The derived meshes have compact vertex and face lists and reasonable numbers of exterior faces.

nearest still won't do what you want, because the vast majority of the faces (exterior or otherwise) of the gas mesh are not anywhere near the oxide mesh. You only want the faces that are coincident. To see how complicated that is, you need about 98% of this code.
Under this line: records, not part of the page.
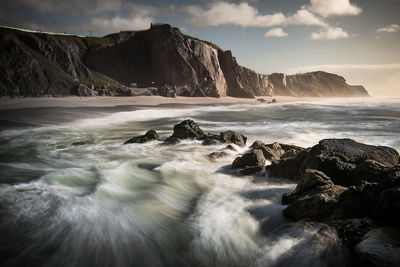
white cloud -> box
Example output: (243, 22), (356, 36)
(84, 15), (152, 33)
(377, 24), (400, 33)
(311, 27), (349, 40)
(287, 9), (327, 27)
(264, 27), (288, 38)
(308, 0), (362, 17)
(183, 2), (327, 28)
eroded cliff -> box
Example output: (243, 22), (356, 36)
(0, 24), (369, 97)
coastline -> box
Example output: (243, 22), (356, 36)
(0, 95), (395, 131)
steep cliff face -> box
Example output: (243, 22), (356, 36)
(0, 24), (369, 98)
(269, 71), (368, 97)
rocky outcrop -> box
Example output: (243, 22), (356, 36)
(124, 130), (158, 144)
(270, 138), (399, 186)
(220, 131), (247, 147)
(0, 25), (369, 97)
(355, 227), (400, 267)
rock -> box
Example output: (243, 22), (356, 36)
(251, 140), (304, 163)
(282, 169), (347, 221)
(162, 136), (181, 145)
(355, 227), (400, 267)
(172, 120), (204, 140)
(71, 141), (86, 146)
(257, 98), (266, 102)
(237, 166), (264, 176)
(271, 98), (277, 103)
(270, 139), (399, 186)
(208, 151), (229, 161)
(225, 144), (237, 151)
(201, 133), (220, 145)
(376, 186), (400, 225)
(124, 130), (158, 144)
(332, 218), (378, 248)
(220, 131), (247, 147)
(77, 84), (97, 96)
(232, 149), (265, 169)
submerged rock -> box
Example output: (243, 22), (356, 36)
(208, 151), (229, 161)
(201, 133), (221, 146)
(162, 136), (181, 145)
(355, 227), (400, 267)
(124, 130), (158, 144)
(220, 130), (247, 147)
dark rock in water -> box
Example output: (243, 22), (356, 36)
(124, 130), (158, 144)
(270, 139), (399, 186)
(271, 98), (277, 103)
(226, 144), (237, 151)
(208, 151), (229, 161)
(332, 218), (378, 248)
(202, 133), (220, 145)
(220, 130), (247, 147)
(282, 169), (347, 221)
(257, 98), (266, 102)
(251, 140), (305, 164)
(355, 227), (400, 267)
(232, 149), (266, 172)
(71, 141), (87, 146)
(172, 120), (204, 140)
(376, 186), (400, 226)
(269, 149), (309, 181)
(237, 166), (264, 176)
(163, 136), (181, 145)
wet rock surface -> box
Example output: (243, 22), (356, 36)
(124, 130), (158, 144)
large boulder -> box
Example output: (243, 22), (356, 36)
(172, 120), (204, 139)
(232, 149), (266, 175)
(282, 169), (347, 221)
(355, 227), (400, 267)
(124, 130), (158, 144)
(269, 139), (399, 186)
(376, 187), (400, 225)
(220, 131), (247, 147)
(250, 140), (304, 163)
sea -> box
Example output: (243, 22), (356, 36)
(0, 98), (399, 267)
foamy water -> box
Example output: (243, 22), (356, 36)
(0, 99), (399, 266)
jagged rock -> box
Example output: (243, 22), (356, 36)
(124, 130), (158, 144)
(157, 85), (176, 98)
(201, 133), (220, 145)
(376, 186), (400, 225)
(332, 218), (378, 248)
(170, 120), (204, 140)
(232, 149), (265, 168)
(282, 169), (347, 221)
(269, 139), (399, 186)
(162, 136), (181, 145)
(250, 141), (304, 163)
(220, 131), (247, 147)
(208, 151), (229, 161)
(355, 227), (400, 267)
(226, 144), (237, 151)
(237, 166), (264, 176)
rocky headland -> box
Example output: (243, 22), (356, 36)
(0, 24), (368, 98)
(123, 120), (400, 266)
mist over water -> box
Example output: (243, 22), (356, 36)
(0, 99), (399, 267)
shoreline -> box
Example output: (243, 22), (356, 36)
(0, 95), (396, 131)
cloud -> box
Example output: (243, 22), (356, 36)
(265, 27), (288, 38)
(377, 24), (400, 32)
(182, 2), (326, 28)
(308, 0), (362, 17)
(81, 4), (157, 33)
(311, 27), (349, 40)
(287, 9), (328, 27)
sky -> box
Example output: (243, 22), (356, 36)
(1, 0), (399, 97)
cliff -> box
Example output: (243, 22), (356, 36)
(0, 24), (369, 98)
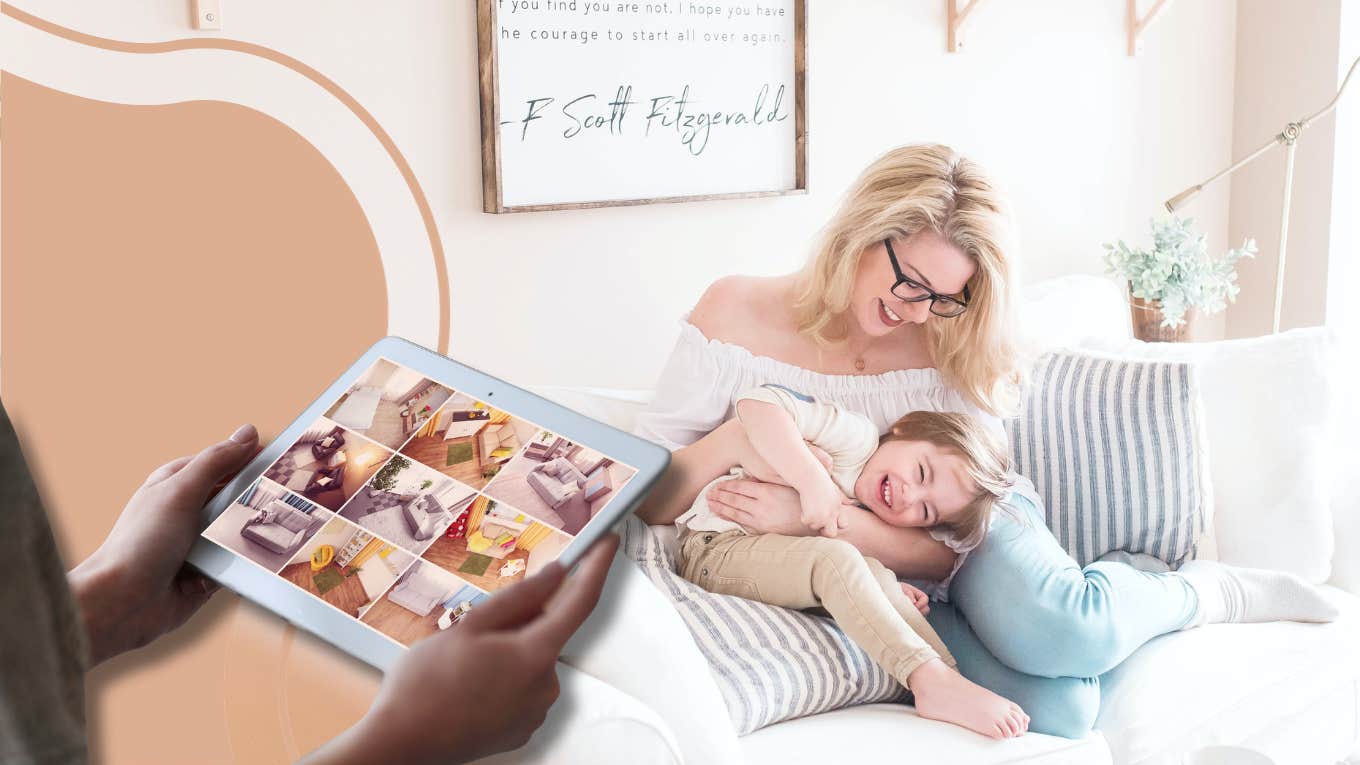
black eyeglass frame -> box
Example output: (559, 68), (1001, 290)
(883, 238), (971, 318)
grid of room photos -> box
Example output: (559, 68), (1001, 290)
(202, 357), (638, 647)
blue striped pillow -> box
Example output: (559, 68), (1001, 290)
(1008, 352), (1211, 568)
(619, 517), (906, 734)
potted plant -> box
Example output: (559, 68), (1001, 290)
(370, 455), (411, 492)
(1104, 217), (1256, 342)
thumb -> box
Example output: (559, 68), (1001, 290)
(458, 562), (567, 632)
(169, 424), (260, 506)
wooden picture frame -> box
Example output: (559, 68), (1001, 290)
(476, 0), (807, 214)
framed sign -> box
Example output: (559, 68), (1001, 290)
(477, 0), (807, 213)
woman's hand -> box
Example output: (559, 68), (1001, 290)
(68, 424), (261, 665)
(707, 478), (852, 537)
(711, 478), (957, 581)
(304, 535), (619, 765)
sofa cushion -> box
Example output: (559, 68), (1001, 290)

I think a much better answer is to define the boundaries you are interested in using the Gmsh GEO script, with Physical Line definitions. These can then be extracted as mesh.physicalFaces (some further work would need to be done to extract_mesh(), but I think it's tractable).

Answer 2

Thanks jeguyer. I was able to create separate mesh with the physicalCell identifier. In regards to finding the vertices at gas/oxide interface, I was able to trace the interface contour using surfCoords from the following code:

gasFaces = gasMesh.exteriorFaces
gasVertices = numerix.unique(gasMesh.faceVertexIDs[..., gasFaces].flatten())
gasVertexCoords = gasMesh.vertexCoords[..., gasVertices]

oxideFaces = oxideMesh.exteriorFaces
oxideVertices = numerix.unique(oxideMesh.faceVertexIDs[..., oxideFaces].flatten())
oxideVertexCoords = oxideMesh.vertexCoords[..., oxideVertices]

surfVertexID = numerix.nearest(gasVertexCoords, oxideVertexCoords)
surfCoords = gasVertexCoords[..., numerix.unique(surfVertexID)]